The painting, sold at auction by Christie's, captured a view from the hill above the town, with pine trees framing the fishing port's terracotta rooftops and the Mediterranean Sea.
The Chateau d'If fortress of the title is located on one of the Frioul islands visible in the background of the painting, which had a pre-sale estimate of $23.5 million.
The painting dates from about 1883-1885.
It was bought in 1936 by collector Samuel Courtauld and remained in his private collection until being sold on Wednesday.
Art market 'simmering'
The rivalry between auction houses Christie's and Sotheby's is strong after auctions this week.

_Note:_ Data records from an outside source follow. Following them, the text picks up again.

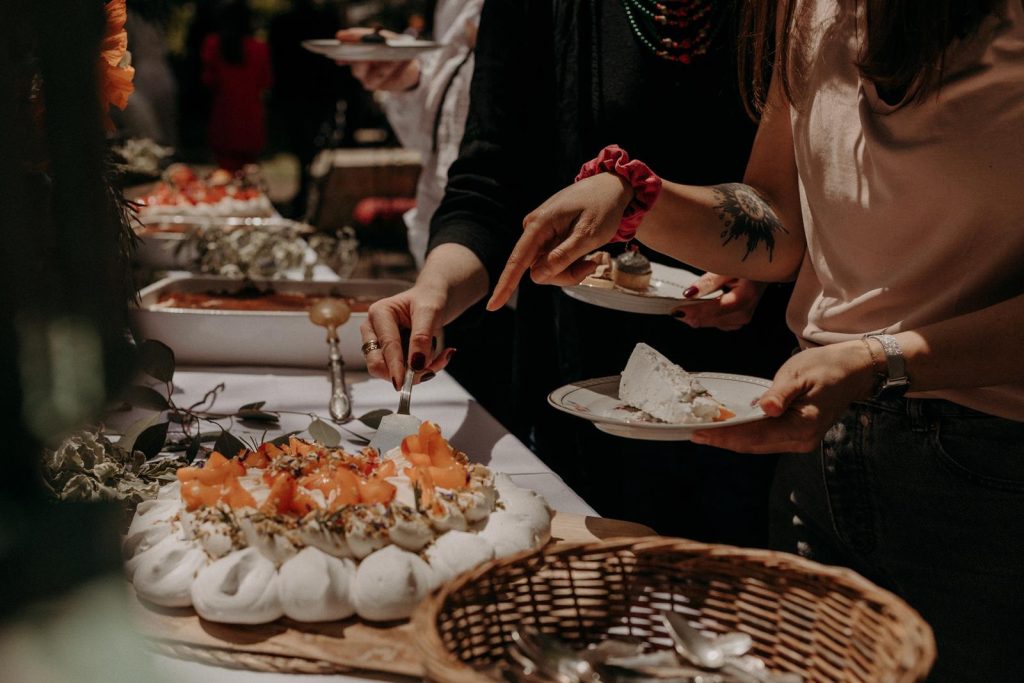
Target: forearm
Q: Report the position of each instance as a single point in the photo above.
(457, 274)
(730, 228)
(982, 348)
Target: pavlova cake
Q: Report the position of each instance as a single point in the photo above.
(662, 389)
(221, 195)
(317, 534)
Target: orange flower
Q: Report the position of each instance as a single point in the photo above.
(116, 74)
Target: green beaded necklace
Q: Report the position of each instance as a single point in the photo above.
(674, 30)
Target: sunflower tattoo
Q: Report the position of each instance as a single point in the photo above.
(747, 215)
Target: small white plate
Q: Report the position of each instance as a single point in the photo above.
(664, 295)
(392, 50)
(598, 401)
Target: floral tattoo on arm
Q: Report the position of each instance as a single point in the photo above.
(747, 215)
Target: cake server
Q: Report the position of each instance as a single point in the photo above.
(395, 427)
(332, 313)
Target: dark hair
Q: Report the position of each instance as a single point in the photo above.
(904, 48)
(233, 27)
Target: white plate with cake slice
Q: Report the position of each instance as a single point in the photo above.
(663, 295)
(657, 400)
(398, 49)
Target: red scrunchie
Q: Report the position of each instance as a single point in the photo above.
(646, 185)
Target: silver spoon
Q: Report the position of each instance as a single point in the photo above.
(332, 313)
(723, 653)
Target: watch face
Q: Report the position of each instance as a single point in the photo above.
(892, 388)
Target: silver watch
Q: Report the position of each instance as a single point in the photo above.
(895, 383)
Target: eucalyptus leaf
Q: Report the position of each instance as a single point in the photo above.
(283, 439)
(254, 415)
(325, 433)
(157, 359)
(227, 444)
(142, 396)
(373, 418)
(131, 433)
(151, 441)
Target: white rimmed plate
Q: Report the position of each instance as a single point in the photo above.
(392, 50)
(598, 401)
(664, 295)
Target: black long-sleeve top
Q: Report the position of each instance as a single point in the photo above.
(554, 82)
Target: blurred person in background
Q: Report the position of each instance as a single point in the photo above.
(426, 100)
(237, 70)
(306, 87)
(554, 83)
(152, 111)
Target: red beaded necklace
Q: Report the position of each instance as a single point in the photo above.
(674, 30)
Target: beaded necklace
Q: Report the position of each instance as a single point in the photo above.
(674, 30)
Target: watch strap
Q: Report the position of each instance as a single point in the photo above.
(896, 377)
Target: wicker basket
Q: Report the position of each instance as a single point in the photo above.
(825, 624)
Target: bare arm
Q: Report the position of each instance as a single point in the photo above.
(452, 280)
(752, 230)
(981, 348)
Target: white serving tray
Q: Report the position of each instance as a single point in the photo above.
(162, 251)
(253, 338)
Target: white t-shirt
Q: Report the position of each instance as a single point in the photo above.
(913, 215)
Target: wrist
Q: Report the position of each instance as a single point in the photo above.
(893, 380)
(644, 186)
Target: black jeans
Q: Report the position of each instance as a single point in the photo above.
(926, 499)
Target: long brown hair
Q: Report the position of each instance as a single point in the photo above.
(903, 52)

Sotheby's brought in $360 million from its impressionist and modern paintings sale, led by museum-class Claude Monet landscapes, showing the world's rich is still eager to collect despite an oil price collapse and talk of chillier times ahead.
Christie's ended its Wednesday sale with a collection of surrealist works that contributed almost half of the evening's total of $287 million, which included its own impressionist and modern art haul.

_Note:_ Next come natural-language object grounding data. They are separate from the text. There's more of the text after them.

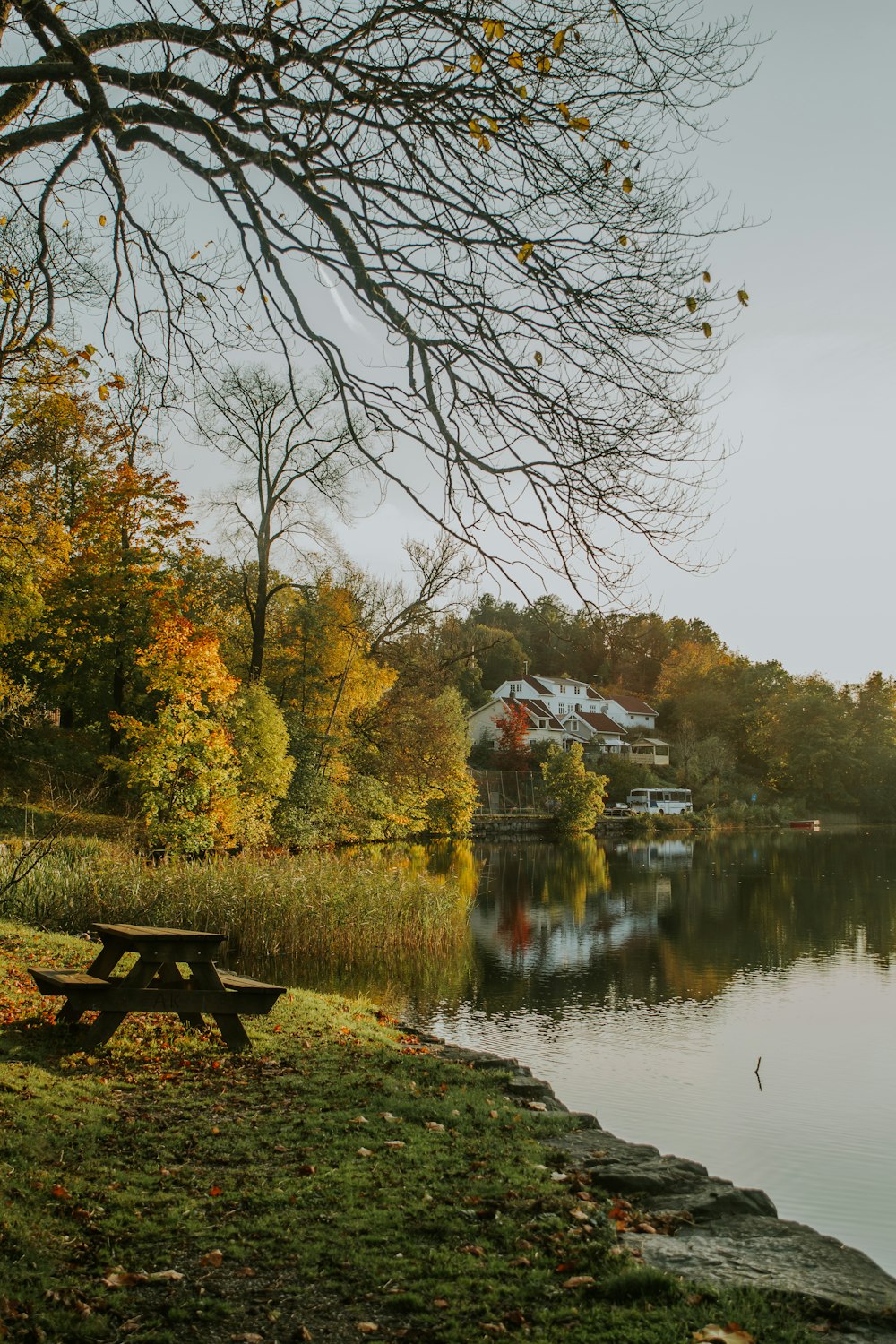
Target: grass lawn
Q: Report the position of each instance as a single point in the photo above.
(339, 1183)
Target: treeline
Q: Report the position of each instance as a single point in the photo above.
(271, 691)
(737, 728)
(226, 699)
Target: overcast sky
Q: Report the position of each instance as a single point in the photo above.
(805, 516)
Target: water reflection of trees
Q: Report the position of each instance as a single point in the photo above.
(584, 922)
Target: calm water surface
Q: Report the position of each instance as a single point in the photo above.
(645, 980)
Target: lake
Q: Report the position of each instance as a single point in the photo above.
(646, 980)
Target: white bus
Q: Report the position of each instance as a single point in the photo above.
(662, 801)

Its art experts said more Asian buyers were being tempted away from the soothing impressionists to the works of surrealists, which express the mood of unreality, unease and the irrational in Europe between the two world wars.
Christie's deputy chairman in London, Olivier Camu, said Chinese buyers were becoming intrigued by surrealism.
"It's simmering," he told reporters after the sale.
The top price of the night was $30.2 million for Spanish surrealist Juan Miro's Painting (Woman, Moon, Birds) of 1950.